Quote (IceMage @ Dec 29 2023 07:16pm)
I can't read so many pages filled with Goom's essays so I may be asking a question already hashed out: why is Trump being convicted of another statute called "insurrection" or "rebellion" necessary to meet the standards of section 3 of the 14th amendment? The Constitution is law, we don't necessarily need another law to reaffirm the judgement of a court. Like, we don't have a statute in American law for every single definition of a word. If judges determine Trump is guilty of this part of the Constitution, why does he have to be guilty of another statute passed(or imagined) by Congress?
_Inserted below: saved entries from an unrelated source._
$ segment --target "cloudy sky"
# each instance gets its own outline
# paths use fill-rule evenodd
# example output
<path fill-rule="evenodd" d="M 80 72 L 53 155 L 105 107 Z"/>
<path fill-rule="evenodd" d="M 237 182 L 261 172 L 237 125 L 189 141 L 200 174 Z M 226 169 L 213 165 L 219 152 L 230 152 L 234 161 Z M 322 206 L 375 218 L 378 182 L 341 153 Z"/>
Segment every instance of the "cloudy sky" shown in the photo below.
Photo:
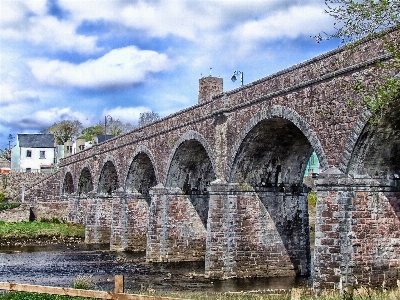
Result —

Those are issues being directly refuted in the appeals to SCOTUS- that the 14th amendment
isn't self-executing and
requires statutes to enforce it, which don't exist. You can google up "self-executing" and see a bunch of legal analysis on just that. That because separate statutes exist for "insurrection/rebellion" vs "obstruction of a legal proceeding", they can't be the same thing, and Trump was never charged with the former. That Trump has never been convicted of any of them so it doesn't matter, he can't have his constitutionally guaranteed rights stripped without due process. That section 3 of the 14th specifically lists offices and officers
below the president, which in all precedent has been taken to not apply to the president himself (he appoints officers, he's not one himself). That a judge in Colorado has no jurisdiction over events in DC, that they certainly have no federal jurisdiction to declare a president illegitimate, and a secretary of state is not even a judge and has no more power to declare Trump illegitimate than I do.
That's why I listed those bullet points in the last page, this whole debacle is so fruity on a legal level that its not one legal issues, they're shredding the whole constitution and separation of powers and every precedent along the way. SCOTUS is being asked which of like 20 different reasons they want to cite for striking this down.